For instance, now would be a terrific time to put together an exhibition proposal for your local museum or art center. Museums are hurting these days. They're laying off staff and cutting back on budgets. You–the local artists–could be a budget-saver for them. I hate to put it this way, but you're a cheap program.
|Jo-Ann Sanborn, Beach Path.
Oil on canvas, 20 x 24 inches. ©The Artist
Museum exhibitions are often planned 2-4 years (or more) in advance. Big-budget exhibits may be scaled back right now or even canceled. Guess what? The gallery spaces still have to be filled with something! If you have the work and reputation to back it up, now is the time to propose your exhibit.
Museum Considerations for Scheduling an Exhibition
In the museums where I worked long ago, it was important that any exhibition we booked from outside our collection was (1) fundable, (2) educational, and (3) something that would bring people into our galleries.
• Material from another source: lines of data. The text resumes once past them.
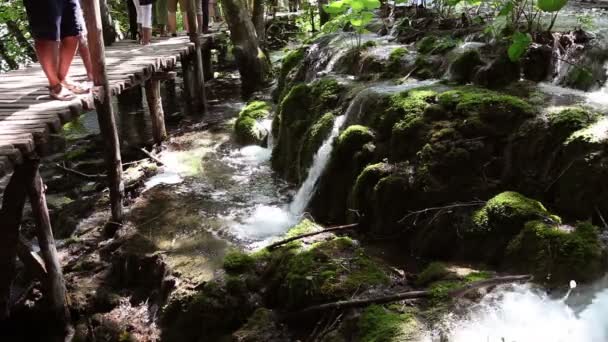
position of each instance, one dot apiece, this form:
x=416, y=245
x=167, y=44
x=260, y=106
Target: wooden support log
x=54, y=283
x=10, y=220
x=159, y=132
x=207, y=63
x=103, y=104
x=298, y=237
x=199, y=78
x=32, y=261
x=413, y=295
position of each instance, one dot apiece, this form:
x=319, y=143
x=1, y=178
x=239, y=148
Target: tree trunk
x=10, y=216
x=258, y=20
x=251, y=61
x=323, y=16
x=54, y=283
x=16, y=32
x=109, y=30
x=12, y=64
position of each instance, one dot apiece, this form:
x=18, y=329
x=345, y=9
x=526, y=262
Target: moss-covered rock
x=463, y=68
x=289, y=66
x=302, y=122
x=326, y=271
x=556, y=253
x=247, y=127
x=263, y=325
x=380, y=324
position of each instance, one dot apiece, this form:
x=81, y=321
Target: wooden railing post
x=103, y=105
x=10, y=217
x=157, y=116
x=199, y=77
x=54, y=283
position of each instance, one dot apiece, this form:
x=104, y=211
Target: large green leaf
x=519, y=46
x=506, y=9
x=551, y=5
x=361, y=19
x=336, y=7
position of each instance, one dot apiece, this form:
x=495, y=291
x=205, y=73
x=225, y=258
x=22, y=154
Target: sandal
x=75, y=88
x=59, y=92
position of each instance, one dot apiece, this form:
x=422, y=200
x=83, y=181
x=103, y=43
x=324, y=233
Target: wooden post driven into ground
x=103, y=105
x=199, y=78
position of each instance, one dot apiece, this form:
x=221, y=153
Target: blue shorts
x=54, y=19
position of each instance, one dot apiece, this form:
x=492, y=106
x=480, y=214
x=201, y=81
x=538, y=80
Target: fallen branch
x=298, y=237
x=451, y=206
x=78, y=173
x=414, y=295
x=153, y=157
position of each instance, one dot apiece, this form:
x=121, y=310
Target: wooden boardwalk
x=28, y=115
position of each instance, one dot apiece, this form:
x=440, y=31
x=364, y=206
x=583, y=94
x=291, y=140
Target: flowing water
x=523, y=314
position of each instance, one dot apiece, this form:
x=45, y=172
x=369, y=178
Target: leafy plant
x=519, y=45
x=356, y=13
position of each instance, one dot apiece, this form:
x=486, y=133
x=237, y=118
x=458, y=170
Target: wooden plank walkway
x=28, y=115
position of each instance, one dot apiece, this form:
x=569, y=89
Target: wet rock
x=247, y=128
x=537, y=64
x=499, y=73
x=263, y=325
x=463, y=68
x=555, y=253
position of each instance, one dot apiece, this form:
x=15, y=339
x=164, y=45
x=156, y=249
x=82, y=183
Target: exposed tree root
x=413, y=295
x=328, y=230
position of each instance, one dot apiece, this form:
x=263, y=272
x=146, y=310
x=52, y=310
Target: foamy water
x=523, y=314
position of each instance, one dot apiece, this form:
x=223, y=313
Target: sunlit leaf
x=551, y=5
x=519, y=46
x=506, y=9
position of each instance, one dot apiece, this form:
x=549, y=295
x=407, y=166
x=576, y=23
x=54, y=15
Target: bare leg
x=83, y=51
x=172, y=22
x=67, y=50
x=147, y=36
x=48, y=56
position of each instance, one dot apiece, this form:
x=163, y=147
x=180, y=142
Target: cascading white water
x=526, y=315
x=300, y=201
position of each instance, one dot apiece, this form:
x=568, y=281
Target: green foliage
x=433, y=272
x=378, y=324
x=237, y=262
x=356, y=13
x=551, y=5
x=519, y=45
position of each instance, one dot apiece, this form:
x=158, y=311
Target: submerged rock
x=247, y=128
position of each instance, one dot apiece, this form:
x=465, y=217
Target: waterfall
x=300, y=201
x=525, y=315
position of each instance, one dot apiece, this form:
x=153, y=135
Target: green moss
x=246, y=128
x=580, y=78
x=433, y=272
x=397, y=54
x=315, y=137
x=378, y=324
x=509, y=209
x=352, y=139
x=365, y=183
x=326, y=271
x=237, y=261
x=569, y=120
x=299, y=111
x=490, y=106
x=556, y=254
x=463, y=67
x=435, y=45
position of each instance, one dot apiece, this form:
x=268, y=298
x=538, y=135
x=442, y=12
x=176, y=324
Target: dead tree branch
x=328, y=230
x=414, y=294
x=451, y=206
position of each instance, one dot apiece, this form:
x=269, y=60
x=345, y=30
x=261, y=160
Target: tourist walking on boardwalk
x=56, y=28
x=144, y=20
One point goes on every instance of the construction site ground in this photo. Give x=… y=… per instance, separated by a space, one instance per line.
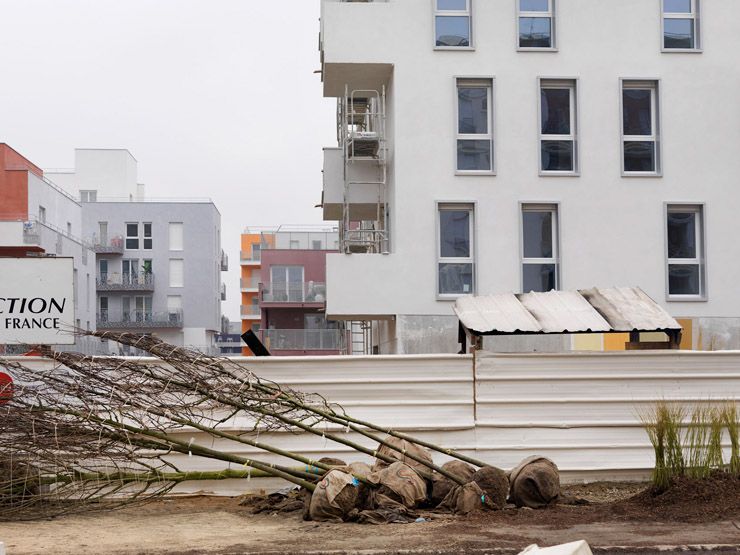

Curators don’t always have ultimate control over what is exhibited. They must consult with:
- Educators: What programs could we line up with this exhibition? Would school groups come to see this?
- Development directors: Could we get a grant for this? Is there a major donor that would partially fund this?
- Preparators: Does this work with our installation schedule?
- Director: What do you think? Can we fund this?
- Board of directors: Can you get behind this?
Don't Forget Other Museums
Art museums are a natural target, but don't forget about history museums, botanic gardens, zoos, science museums, and the plethora of other museums out there. The type of museum you contact will depend on your type of art and your subject matter.
Line up all of the details and include them in a solid proposal. Double-check the facts so that you're confident in the content you submit. Take a look at the previous newsletter Draft a Winning Exhibit Proposal for more information and tips.
It's always easier to ask for something when you have built a relationship, but, as they say, it never hurts to ask. The worst that can happen is that you get turned down, which leaves you no worse off than you were before you started the process. Think of the knowledge you'll gain!
One last piece of advice: While a solo museum exhibit might look nice on your résumé, it might be smarter to propose a curated group exhibit (2 or more artists) with a cohesive theme. Group exhibits are safer for museums to book if the artists aren't well known. Think of this as your first step toward a solo museum exhibit–not your only chance.